The silent, continuously looping video of animated blocks forming into different architectural structures moves at the pace of a magic show streaming from one fanciful configuration to the next — each configuration posing briefly as if to say “ta-da!” before disassembling.
It’s the tidy and condensed comic relief to the otherwise meditative narrative of Las Vegas transformation that dominates “Untitled,” Borg’s solo show featuring video installations, drawings and backlit transparencies at the Contemporary Arts Center, on display through Nov. 26.
Borg grew up in the Bay Area and spent six years in New York City and New Jersey before moving to Las Vegas in 2004 with her husband, artist Stephen Hendee.
Her artwork centers on her interest in the way architecture “structures our days and memories.” Las Vegas has been as much about architecture as about gaming, and its stories are often told via the buildings that are and are not here. We’re famous for reinvention through brilliant facades.
Borg looks beyond the magic curtain in this exhibit — particularly in her seven-minute, 18-second video, ”Adventure Non-fiction: Tracking the Void.” The triptych of silent videos runs as continuous loops and will be featured in a December show at San Francisco’s Museum of Modern Art.

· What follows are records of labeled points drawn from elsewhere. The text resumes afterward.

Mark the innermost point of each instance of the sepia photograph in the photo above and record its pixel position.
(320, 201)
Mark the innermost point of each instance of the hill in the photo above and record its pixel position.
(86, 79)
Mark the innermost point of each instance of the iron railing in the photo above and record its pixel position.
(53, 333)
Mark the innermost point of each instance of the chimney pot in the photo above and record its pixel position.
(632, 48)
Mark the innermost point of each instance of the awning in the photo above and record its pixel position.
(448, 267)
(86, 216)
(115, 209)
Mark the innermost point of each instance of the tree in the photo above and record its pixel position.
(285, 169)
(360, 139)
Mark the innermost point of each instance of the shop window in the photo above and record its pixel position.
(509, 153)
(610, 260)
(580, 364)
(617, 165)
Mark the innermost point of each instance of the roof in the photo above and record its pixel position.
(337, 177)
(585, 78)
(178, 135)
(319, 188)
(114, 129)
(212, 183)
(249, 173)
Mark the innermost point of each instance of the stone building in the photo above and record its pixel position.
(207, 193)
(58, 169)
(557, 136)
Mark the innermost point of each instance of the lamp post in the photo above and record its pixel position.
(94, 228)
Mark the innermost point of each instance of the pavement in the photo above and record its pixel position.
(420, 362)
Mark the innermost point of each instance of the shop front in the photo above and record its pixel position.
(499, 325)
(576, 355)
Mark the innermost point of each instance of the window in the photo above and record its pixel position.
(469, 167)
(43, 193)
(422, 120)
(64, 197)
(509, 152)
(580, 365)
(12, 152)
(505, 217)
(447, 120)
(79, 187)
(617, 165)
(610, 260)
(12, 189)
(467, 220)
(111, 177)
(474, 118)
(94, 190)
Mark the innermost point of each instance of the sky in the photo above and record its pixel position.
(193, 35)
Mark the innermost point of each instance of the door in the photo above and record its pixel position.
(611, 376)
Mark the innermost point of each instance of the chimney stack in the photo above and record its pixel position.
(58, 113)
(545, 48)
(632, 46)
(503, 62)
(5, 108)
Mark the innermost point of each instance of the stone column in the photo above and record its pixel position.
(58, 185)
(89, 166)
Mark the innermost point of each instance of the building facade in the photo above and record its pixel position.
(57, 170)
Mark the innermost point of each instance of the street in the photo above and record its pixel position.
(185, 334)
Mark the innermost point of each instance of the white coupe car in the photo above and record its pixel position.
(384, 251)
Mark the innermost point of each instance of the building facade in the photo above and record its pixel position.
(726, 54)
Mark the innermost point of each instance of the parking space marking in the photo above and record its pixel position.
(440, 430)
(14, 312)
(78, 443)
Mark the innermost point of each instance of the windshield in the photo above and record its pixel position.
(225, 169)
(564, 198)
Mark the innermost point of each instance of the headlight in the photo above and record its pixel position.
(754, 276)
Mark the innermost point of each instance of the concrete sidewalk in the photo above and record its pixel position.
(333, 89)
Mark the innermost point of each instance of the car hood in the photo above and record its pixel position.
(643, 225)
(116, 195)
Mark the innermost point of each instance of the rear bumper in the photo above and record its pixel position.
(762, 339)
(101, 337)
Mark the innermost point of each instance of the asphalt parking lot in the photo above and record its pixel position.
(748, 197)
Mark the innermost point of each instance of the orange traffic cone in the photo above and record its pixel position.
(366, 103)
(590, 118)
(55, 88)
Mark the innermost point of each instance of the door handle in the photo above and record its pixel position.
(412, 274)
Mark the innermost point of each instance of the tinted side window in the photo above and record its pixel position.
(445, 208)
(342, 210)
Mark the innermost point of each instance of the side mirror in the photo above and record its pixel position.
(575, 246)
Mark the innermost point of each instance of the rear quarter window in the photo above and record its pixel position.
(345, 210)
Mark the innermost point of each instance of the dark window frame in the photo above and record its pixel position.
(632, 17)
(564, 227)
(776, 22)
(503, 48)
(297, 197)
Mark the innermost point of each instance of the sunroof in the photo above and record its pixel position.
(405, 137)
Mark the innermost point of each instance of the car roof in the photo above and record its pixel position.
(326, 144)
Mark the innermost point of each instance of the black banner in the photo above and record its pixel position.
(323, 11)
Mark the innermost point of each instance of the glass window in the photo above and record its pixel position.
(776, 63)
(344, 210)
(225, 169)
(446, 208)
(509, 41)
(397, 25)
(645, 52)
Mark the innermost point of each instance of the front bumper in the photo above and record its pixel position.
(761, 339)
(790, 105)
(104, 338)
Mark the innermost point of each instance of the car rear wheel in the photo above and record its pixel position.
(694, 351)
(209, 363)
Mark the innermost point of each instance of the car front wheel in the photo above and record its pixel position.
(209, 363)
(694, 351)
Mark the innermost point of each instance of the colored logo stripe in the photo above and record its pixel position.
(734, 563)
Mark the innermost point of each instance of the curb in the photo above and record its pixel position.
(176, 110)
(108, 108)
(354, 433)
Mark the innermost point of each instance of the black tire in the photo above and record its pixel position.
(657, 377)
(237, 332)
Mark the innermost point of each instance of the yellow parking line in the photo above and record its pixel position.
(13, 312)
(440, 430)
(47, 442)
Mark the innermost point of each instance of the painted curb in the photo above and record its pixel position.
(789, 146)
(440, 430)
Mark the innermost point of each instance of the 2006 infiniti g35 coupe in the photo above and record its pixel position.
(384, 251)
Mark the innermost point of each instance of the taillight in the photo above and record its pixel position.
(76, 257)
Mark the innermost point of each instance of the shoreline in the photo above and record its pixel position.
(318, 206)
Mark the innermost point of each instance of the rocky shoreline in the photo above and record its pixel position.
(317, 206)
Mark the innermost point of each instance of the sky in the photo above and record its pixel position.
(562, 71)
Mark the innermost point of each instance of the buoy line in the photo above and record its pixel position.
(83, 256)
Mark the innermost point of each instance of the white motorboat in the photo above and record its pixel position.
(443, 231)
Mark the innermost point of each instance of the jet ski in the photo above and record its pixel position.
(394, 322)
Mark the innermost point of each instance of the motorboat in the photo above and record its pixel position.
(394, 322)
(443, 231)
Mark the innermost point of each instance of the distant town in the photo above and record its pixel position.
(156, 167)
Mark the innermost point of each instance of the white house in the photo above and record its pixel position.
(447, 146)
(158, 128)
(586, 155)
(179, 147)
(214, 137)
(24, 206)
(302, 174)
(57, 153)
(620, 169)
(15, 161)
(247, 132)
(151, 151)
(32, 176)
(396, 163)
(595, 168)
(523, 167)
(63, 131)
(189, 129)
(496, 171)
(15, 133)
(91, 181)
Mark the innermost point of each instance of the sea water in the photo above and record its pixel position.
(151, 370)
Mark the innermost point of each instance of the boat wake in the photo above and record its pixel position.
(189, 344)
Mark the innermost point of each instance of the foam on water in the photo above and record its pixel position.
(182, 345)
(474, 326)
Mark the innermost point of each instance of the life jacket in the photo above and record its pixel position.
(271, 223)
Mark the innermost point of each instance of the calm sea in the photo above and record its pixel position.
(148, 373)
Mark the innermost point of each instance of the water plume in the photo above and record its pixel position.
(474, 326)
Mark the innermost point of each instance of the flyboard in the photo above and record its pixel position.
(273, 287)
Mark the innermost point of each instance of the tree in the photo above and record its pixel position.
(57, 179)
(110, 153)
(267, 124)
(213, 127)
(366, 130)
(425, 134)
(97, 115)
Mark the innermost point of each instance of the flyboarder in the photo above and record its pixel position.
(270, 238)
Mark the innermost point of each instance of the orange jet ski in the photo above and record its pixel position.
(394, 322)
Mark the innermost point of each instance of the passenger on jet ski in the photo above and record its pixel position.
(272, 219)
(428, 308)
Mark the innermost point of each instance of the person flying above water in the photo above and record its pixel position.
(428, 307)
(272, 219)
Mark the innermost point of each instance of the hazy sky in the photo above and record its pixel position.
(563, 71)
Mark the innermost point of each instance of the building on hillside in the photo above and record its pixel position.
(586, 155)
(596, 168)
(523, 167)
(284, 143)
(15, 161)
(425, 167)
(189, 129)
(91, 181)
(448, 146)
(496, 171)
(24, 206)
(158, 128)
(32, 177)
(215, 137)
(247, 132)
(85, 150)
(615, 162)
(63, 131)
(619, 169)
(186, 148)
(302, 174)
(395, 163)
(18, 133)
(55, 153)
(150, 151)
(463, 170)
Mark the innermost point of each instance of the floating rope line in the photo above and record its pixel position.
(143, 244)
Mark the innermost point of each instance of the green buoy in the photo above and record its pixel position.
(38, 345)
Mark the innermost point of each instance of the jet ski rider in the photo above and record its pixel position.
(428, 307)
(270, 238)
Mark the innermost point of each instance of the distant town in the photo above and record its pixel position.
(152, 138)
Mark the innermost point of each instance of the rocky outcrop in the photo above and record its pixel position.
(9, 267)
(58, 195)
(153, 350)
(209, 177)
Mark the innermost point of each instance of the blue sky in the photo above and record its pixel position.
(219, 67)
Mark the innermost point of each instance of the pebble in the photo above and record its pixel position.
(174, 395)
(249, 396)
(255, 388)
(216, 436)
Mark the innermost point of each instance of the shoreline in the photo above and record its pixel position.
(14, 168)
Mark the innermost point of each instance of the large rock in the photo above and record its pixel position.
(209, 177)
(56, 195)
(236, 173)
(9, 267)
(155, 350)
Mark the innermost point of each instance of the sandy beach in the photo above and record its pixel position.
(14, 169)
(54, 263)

One video pans the Queen of Hearts casino after it had been closed, boarded up and wrapped with a chain-link fence. It surveys its torn awnings, abandoned signs and drab cinder block walls.
Another is shot from a car moving along the Strip, past the new and old casinos, construction, streams of tourists, souvenir shops, themed landscapes, crowds, condos and lighted trees.
A third video moves stealthily around an urban ruin that served various purposes, from casino to farmer’s market, in Commercial Center. Dead plants and weeds dot the unused parking lot. Boarded doors and paint blotches tell the story of the building shaped like a temple with sloped concrete walls.
The exhibit, much like the city, is all about motion and transformation — animated blocks or the bumping, pulsating of reconfigured neon, bulbs and buildings in “Experimental Phantom Area,” a 2006 collaboration with artist Amy Yoes that presented as an installation via the 15 monitors at the Peppermill Fireside Lounge.
Borg’s “I only have stars for you; you only hold stars for me” runs just over 10 minutes and details the implosion of the Stardust via a seemingly random narrative by revelers observing, mourning and celebrating the event.
Unique in this show is a series of Borg’s drawings that give a hint to her thought process.